Auf der Jurakrete: Biberstein/Gatter–Hombergegg–Staffelegg
Autor: Walter Hess, Biberstein CH (Textatelier.com)
 
In meinem nächsten Auslauf wimmelt es nur so von Hombergen. Am nächsten liegt mir derjenige nördlich oberhalb von Küttigen und Biberstein, ein rund 2 Kilometer langer Jura-Buckel in West-Ost-Richtung zwischen Aare- und Schenkenbergertal. Ein weiterer Homberg befindet sich zwischen dem Hallwilersee und dem Wynental, und dann gibt es auch noch den Zeiher Homberg im Gebiet Bözberg-West. Auch in der übrigen Schweiz stehen viele Homberge herum.
 
Der Name Homberg, den sich zum Beispiel auch ein Stadtteil von Duisburg D am linken Rheinufer zugelegt hat – in Deutschland trifft man ihn häufig an –, hat sicher nichts mit dem englischen Home (= Heim, Haus, Wohnung, Heimat) zu tun, obschon der Homberg oberhalb von Biberstein zusammen mit der östlich angrenzenden Gisliflue mein Heimberg, mein Hausberg ist. Die Duisburger führen den Namen (laut Wikipedia) auf die Silbe Hohon zurück, was „höher am Wasser“ (also weiter oben am Fluss) bedeuten soll. Das trifft aber zumindest auf den doch ziemlich im Trockenen stehenden Zeiher Homberg (782 m ü. M.), südlich von Zeihen und Oberzeihen, überhaupt nicht zu. Auch auf den Seetal- und Jura-Homberg wäre diese Definition nur murksend anzuwenden.
 
Homberg-Hochwachten
Auf den erwähnten 3 Aargauer Hombergen stand je eine Hochwacht, ein besetzter Beobachtungs- und Meldeposten der Berner Herrschaften, welche das umfangreichste Alarmierungsnetz der alten Eidgenossenschaft eingerichtet hatten. Aber ich glaube kaum, dass Hochwachten namensgebend für alle die Homberge waren. Sie standen einfach dort oben, weil sich die verhältnismässig hohen Berge für das mittelalterliche Alarmsystem mit ihren Ruch- und Feuerzeichen als Methoden zur Nachrichtenübermittlung (heute spricht man von Kommunikation) bestens eigneten, eine Vorstufe der Telegrafie und der Telefonie; 1978 brannten die bernischen Hochwachten zum letzten Mal.

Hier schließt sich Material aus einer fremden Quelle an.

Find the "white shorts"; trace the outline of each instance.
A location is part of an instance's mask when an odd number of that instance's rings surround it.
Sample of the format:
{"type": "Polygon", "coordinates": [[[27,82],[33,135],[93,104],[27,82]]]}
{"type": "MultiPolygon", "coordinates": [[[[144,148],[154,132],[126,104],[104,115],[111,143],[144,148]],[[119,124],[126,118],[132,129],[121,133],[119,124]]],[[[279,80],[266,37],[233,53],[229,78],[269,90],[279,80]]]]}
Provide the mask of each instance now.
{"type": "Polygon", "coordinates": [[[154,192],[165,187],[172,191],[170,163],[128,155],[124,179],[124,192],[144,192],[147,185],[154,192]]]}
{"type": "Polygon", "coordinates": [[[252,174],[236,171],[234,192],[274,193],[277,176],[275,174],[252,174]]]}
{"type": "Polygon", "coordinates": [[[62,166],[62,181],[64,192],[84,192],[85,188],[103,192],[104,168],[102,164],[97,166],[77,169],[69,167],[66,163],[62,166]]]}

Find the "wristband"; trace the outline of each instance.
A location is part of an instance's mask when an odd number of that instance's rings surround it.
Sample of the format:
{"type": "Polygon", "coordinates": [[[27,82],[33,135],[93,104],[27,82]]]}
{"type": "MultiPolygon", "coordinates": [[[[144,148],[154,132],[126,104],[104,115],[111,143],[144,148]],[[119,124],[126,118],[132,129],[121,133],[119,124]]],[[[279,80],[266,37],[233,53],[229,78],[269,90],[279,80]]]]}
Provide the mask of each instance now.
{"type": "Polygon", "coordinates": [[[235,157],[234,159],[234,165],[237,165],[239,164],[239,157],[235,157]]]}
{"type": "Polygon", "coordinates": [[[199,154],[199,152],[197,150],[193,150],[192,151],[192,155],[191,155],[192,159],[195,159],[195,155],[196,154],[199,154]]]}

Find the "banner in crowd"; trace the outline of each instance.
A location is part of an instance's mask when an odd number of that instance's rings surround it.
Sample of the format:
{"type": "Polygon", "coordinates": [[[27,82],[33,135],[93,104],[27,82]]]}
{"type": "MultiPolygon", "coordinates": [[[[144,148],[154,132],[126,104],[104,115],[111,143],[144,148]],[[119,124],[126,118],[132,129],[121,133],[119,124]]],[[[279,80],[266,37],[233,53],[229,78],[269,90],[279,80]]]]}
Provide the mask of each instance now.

Sie konnten schon zu Flurnamen beigetragen haben, wie etwa Hohwart. Ich weiss nichts Genaueres und nehme deshalb einfach an, dass Homberg schlicht und ergreifend eine Ableitung von „hoher Berg“ sein könnte, also ein Hohberg, und ich hoffe sehr, damit bei Sprachkundlern nicht ein homerisches Gelächter auszulösen. Ich würde mich gern belehren lassen.
 
Von Biberstein auf den Homberg
Wer solch einen Homberg kennen lernen möchte, reise bitte nach Aarau und nehme dann den Bus („Aar“) bis Biberstein-Dorf. Biberstein ist selbst auf dem Strassenweg zugänglich, wobei schmale Autos oder gar Zweiräder im Vorteil sind, besonders wenn man das kurvige, enge Strässchen von Rohr AG aus als Zufahrt benützt.
 
Beim Oberen Dorfplatz im Dörfchen Biberstein, wo sich verschiedene Strassen verknoten, wähle man die am steilsten bergan führende. So gelangt man in den Hohlen Keller, wo ein Nebenstrassenwegweiser „Gislifluh“ den Weg weist (und damit der Landeskarten-Schreibweise „Gisliflue“ widerspricht). Der Wanderer steigt dann in der Direttissima auf den Jura hinauf, den gelben Wanderwegweisern folgend. Er wirft vom Gislifluhweg aus einen Blick auf die Buhalde mit der Ansammlung von Satteldach-Häusern hinunter und liest am Freundesdienst-Haus: „Jesus ist Sieger“ (ohne Angabe der entsprechenden Disziplin). Zudem kann man im oberen Teil des kleinen Quertals im Jura, der Buhalde eben, fast die ganze Palette von denkbaren Dachformen studieren, ein Dach-Lehrpfad drängt sich förmlich auf.
 
Der auf die Jurahöhe führende Asphaltweg weicht einem angenehmen Mergelsträsschen mit Fahrverbot, einer „Waldstrasse“, wie eine Tafel verheisst. Doch der Wald besteht vorerst nur aus Hecken. Mit einem kleinen Plakat bedanken sich Bauern präventiv (proaktiv) bei Hunden dafür, dass sie ihre Exkremente nicht in der Wiese deponieren. Und weiter oben bittet die Jagdgesellschaft Biberstein namens der Rehkitze, die im Gras, in Feldern, den Waldrändern entlang oder im Wald geboren werden, die Hunde an die Leine zu nehmen. Wenn ich all die landesweit verstreuten, höfelnden Verhaltensregeln für Hundehalter lese, komme ich allmählich zur Feststellung, dass es sich bei ihnen um eine ausserordentlich schwer erziehbare Spezies handelt (was auch der Hundekot auf meinem eigenen Grundstück beweist).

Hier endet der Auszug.